I would tell them what I had thought had happened to me, and I would hear them repeat it to each other, to the others who ran up to help, to see what had happened, to join in my reunion with reassurance.
But there was no light. There were no voices, no smiles. What had sounded like hurrying steps was only the sound of my own heart, startled into contraction, stumbling into a pace that matched my feelings. The air tasted mineral and dank, and it was scented, too, with the essence of the box that held me, cabinetmaker’s wood stain and furniture wax flavoring each breath.
16
The cloth ripped, and my fingernails tore at the surface of the wood, dug into it, my blows and kicks altering the pressure of the air.
The shallow walls of the place were ruffled, a quality of wedding gown finery about the drapery around me and the pillow beneath my skull. I felt my hands grow powdery with residue, damp dusting my flesh. I lay still.
There was a stony quality to the damp that held me, a smell of wet earth. That was exactly what it was, I told myself. I was buried in the ground. I had a sketchy but emotionally vivid sense of what such internment entailed. There was, of course, a wooden box and its contents. Then I imagined a concrete vault, a box of man-made rock. And then I imagined the proverbial six feet of earth, clay, sand, roots, sod, and living grass all topped off with a headstone.
I tried to imagine that I was having one of those nightmares that
involve a dream of waking. You dream that you are awake, but the nightmare has merely reached a new chapter. Dreams end eventually. Actual consciousness would break, and I would be in a bed, among the living.
I tried to deceive myself, but it did not work.
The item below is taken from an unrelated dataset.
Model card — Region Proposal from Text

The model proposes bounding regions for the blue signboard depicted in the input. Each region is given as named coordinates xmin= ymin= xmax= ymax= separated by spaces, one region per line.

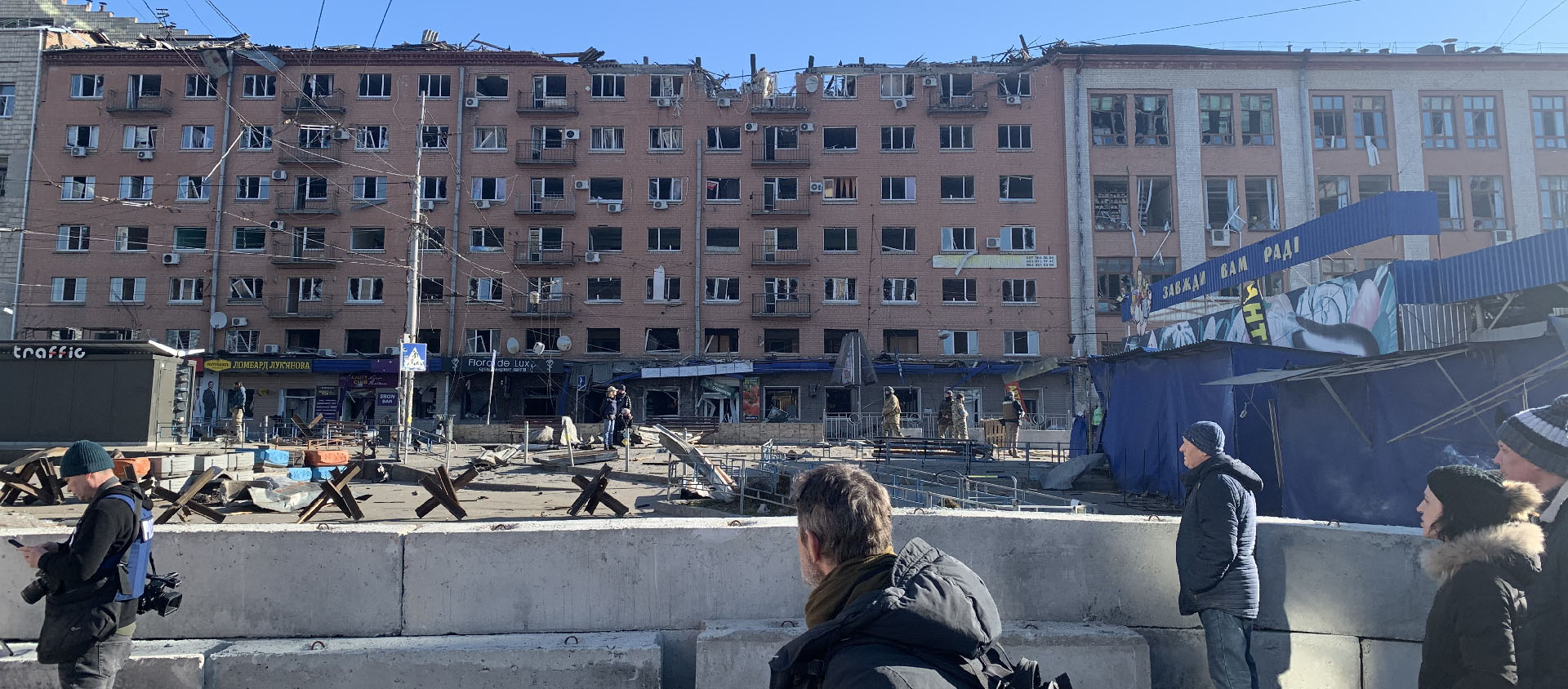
xmin=1121 ymin=191 xmax=1441 ymax=321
I argued with myself, picking apart my despair. I could not remember my life very clearly. If I could reason, then, I could think of a way out. Panic would confuse me further, and might use up the oxygen in the small space.
I recalled funerals I had attended, sunlight, date palms and a gray hearse rolling slowly ahead of black limos. I recalled Easter Sunday afternoons, florist’s paper crackling around wet stems. I recalled bank upon bank of marble plates, with names chiseled into the stone.
As a child I had wandered through the place, looking upward at stained-glass windows and feeling the sense of awe one might discover in a vast library, but this was not a library. I tried to take some solace in the belief that I must be close to the remains of my father, my mother, but the thought gave me no comfort.
When I cried out there was only a loud whisper, a sound like someone learning to whistle. Beating against the lid of the casket was futile. I was too close to the lid to be able to strike a resounding blow. All I could do was squirm and kick. It was more satisfying to kick against the foot of the casket. I could hunch myself, like a woman in labor, and then kick hard with my heels at the butt of the coffin. That made noise, a thudding, cloth-muffled bumping.
I had an urgent, nearly surreal fantasy of what I hoped would happen. A caretaker or a family of mourners would pass by and hear what had to be the sounds of someone trapped. An ear would be pressed, and others called to listen to the commotion behind this brand-new marble plaque. I imagined the disagreement, the disbelief, the scurrying to get help, the consternation.